Ned seemed to be at a loss for words. Catelyn could not fault him. Despite his vehement denial, this Prophet and his crew truly seemed like gods, beings of immeasurable power descending from the heavens to grace the common man with their presence. Barely audible, she heard him ask "Why?"

Prophet grinned, and it was the grin of a grandfather asked a silly question by a child and was amused by it. "Why not? We are in a position to help you. And to my mind, capability for good and responsibility to do good are one and the same. Of course, this is only if you agree to let us stay. If you tell us to leave, then we shall leave, and we shall merely observe from afar. And again, we shall only provide these gifts if you ask for them. Our purpose, first and foremost, is to watch, to listen, and to learn. Whether we teach is entirely up to you." He paused, and then asked with a certain weight, "Are we welcome on your lands, Eddard of House Stark?"

Catelyn's thoughts raced. She could almost see Ned's shoulders bow under the weight of this decision. This was a choice that would affect everyone in the Seven Kingdoms, perhaps everyone in the Known World. It was a choice she barely understood, with far-reaching consequences. And it was a choice she could not make for him.

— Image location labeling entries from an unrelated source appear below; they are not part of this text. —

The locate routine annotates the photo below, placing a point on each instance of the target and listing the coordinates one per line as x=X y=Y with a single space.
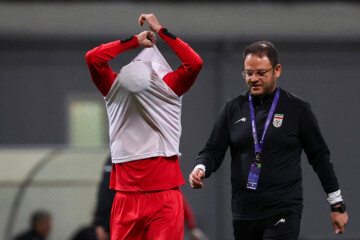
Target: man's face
x=261 y=82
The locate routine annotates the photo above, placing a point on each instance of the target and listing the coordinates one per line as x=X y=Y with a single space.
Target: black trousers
x=281 y=227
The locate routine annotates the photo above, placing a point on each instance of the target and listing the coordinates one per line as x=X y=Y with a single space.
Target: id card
x=253 y=175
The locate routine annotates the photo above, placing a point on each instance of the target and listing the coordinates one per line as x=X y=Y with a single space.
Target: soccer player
x=143 y=103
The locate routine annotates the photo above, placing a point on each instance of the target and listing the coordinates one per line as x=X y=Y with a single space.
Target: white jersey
x=144 y=113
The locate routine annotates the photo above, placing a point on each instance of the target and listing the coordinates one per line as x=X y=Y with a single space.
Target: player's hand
x=339 y=220
x=152 y=21
x=146 y=39
x=195 y=178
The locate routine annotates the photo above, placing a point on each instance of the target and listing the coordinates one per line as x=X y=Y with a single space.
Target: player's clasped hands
x=147 y=39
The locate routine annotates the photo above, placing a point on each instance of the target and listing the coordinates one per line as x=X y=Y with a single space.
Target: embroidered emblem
x=280 y=221
x=153 y=76
x=277 y=121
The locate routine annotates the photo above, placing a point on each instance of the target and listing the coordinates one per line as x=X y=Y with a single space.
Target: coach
x=266 y=129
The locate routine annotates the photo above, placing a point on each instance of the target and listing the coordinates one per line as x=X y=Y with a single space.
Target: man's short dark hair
x=38 y=216
x=262 y=48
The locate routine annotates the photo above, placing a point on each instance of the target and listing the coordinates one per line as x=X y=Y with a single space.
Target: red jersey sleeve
x=97 y=60
x=181 y=80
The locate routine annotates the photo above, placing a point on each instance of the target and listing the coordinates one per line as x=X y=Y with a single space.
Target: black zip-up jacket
x=279 y=188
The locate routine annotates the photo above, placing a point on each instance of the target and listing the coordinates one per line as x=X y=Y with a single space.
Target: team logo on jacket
x=278 y=118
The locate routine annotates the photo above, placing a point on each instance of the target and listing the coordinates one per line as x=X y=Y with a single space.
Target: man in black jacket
x=266 y=129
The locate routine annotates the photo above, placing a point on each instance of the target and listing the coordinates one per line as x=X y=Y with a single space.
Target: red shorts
x=147 y=215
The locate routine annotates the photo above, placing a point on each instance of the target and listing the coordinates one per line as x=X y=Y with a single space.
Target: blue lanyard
x=258 y=145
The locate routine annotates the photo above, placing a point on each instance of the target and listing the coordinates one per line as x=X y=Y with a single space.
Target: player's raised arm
x=180 y=80
x=97 y=59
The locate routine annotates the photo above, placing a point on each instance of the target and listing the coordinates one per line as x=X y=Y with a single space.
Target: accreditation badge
x=253 y=177
x=277 y=121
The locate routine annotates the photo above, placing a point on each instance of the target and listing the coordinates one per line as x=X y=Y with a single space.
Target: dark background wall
x=38 y=74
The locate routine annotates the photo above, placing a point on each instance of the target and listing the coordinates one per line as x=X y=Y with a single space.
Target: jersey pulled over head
x=136 y=76
x=144 y=113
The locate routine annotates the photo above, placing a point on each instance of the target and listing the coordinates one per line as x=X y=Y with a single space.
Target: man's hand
x=339 y=220
x=146 y=39
x=152 y=21
x=195 y=178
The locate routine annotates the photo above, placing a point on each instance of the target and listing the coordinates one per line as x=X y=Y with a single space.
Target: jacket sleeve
x=213 y=154
x=97 y=61
x=181 y=80
x=317 y=150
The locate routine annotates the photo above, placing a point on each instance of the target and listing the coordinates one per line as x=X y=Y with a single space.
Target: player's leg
x=283 y=228
x=127 y=220
x=167 y=222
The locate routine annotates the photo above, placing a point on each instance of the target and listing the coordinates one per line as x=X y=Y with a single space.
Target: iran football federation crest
x=277 y=122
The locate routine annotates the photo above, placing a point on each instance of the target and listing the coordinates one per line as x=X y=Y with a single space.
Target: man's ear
x=278 y=71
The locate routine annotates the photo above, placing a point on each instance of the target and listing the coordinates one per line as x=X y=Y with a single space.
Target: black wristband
x=341 y=208
x=127 y=39
x=167 y=33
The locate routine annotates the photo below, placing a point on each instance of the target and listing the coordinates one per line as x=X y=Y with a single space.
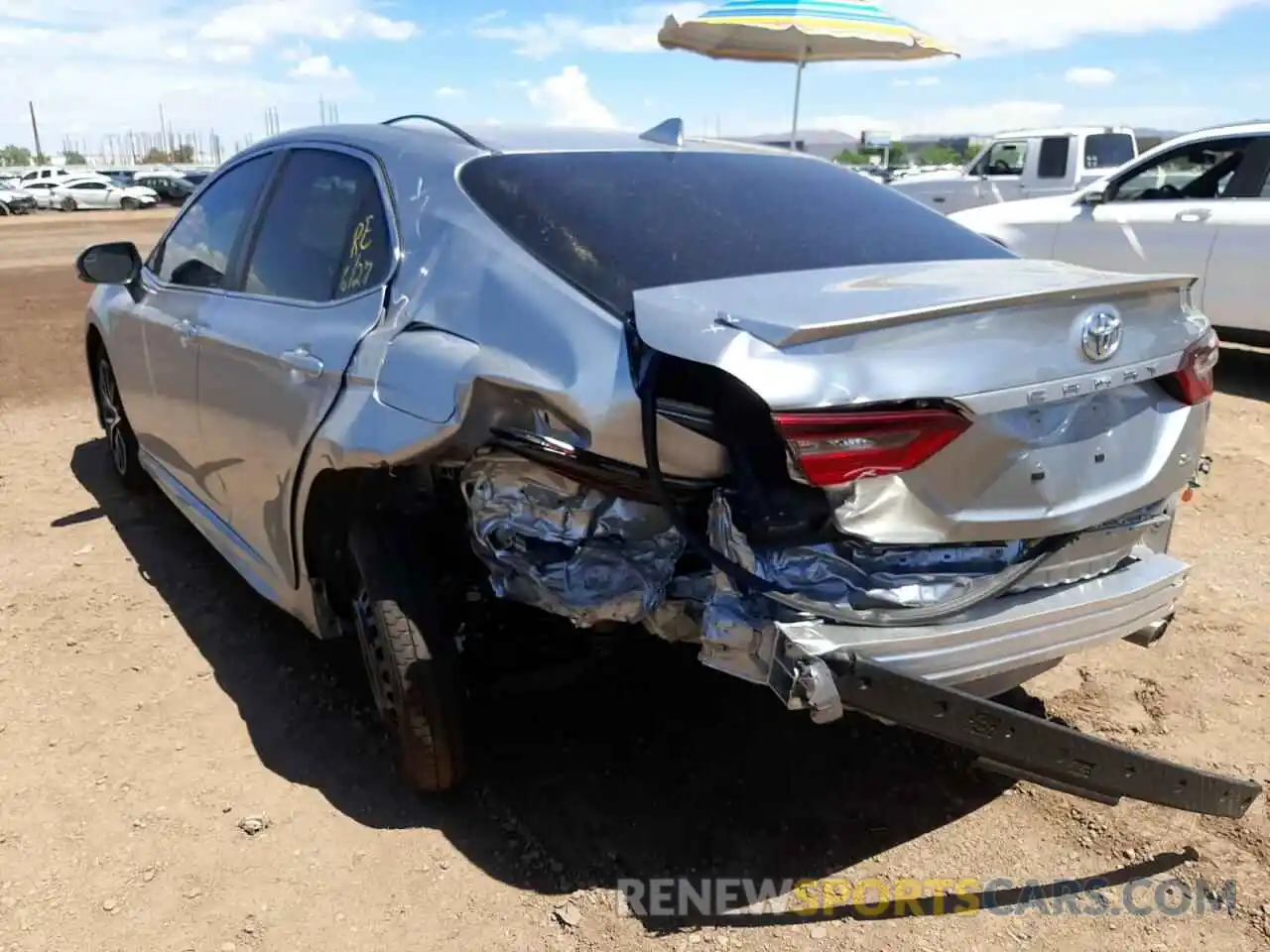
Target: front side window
x=199 y=246
x=1005 y=158
x=1194 y=172
x=613 y=222
x=324 y=235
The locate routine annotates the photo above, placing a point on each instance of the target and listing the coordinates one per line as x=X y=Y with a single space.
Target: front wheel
x=411 y=658
x=119 y=439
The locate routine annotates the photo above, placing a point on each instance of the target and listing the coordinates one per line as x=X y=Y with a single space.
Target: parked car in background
x=14 y=200
x=169 y=189
x=42 y=190
x=743 y=399
x=1025 y=164
x=1197 y=204
x=98 y=191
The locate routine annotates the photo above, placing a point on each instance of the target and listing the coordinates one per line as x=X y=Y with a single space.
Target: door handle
x=303 y=362
x=1194 y=214
x=187 y=330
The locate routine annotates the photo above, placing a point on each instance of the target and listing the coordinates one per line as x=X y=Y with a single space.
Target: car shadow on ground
x=651 y=766
x=1243 y=372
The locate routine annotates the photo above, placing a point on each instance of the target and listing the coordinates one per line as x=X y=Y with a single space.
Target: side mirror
x=111 y=263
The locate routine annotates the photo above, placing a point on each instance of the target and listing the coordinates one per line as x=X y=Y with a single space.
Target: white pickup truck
x=1025 y=164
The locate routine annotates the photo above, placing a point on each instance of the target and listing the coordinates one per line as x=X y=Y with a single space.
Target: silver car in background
x=737 y=398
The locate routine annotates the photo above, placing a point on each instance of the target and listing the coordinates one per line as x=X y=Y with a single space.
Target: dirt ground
x=153 y=710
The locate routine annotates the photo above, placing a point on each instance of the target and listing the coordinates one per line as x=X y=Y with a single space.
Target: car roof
x=429 y=139
x=1064 y=131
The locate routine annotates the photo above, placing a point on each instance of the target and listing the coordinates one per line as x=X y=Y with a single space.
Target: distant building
x=826 y=144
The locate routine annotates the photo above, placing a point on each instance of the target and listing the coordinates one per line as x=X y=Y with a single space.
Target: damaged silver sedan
x=735 y=398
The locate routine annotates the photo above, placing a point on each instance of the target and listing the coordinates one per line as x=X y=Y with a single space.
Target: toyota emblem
x=1100 y=334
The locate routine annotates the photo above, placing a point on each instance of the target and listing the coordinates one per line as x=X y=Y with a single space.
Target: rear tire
x=411 y=658
x=121 y=442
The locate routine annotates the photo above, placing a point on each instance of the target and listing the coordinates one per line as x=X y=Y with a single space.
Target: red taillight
x=1194 y=376
x=838 y=447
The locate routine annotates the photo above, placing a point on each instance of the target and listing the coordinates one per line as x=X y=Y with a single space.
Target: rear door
x=155 y=341
x=273 y=353
x=1237 y=284
x=91 y=194
x=1052 y=171
x=1160 y=216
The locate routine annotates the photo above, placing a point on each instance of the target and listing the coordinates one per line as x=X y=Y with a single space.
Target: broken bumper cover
x=1030 y=748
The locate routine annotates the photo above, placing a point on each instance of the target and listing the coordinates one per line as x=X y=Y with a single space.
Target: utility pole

This was his duty as Lord of Winterfell, to speak for the people of the North. She had never imagined in her most fanciful dreams he would have to make a choice like this, and she doubted he had either. How would he respond?

She should have known, that her husband was a man of honor and thus would never make the choice when it wasn't his to make. "I speak for the people of Winterfell and the kingdom of the North. But the North is but one of the Seven Kingdoms. I cannot decide for the Realm; only the King can do so. As it happens, King Robert of House Baratheon, First of his Name, is traveling here as we speak. I will agree to host you as my guests until he arrives. Whether you shall stay will be decided by him."

Prophet blinked. It struck Catelyn that it was the first time he had done so since he'd called out his first greeting. "Very well. We shall try to be good guests."

And then he stepped off the platform, and Westeros was first walked upon by a being from another world.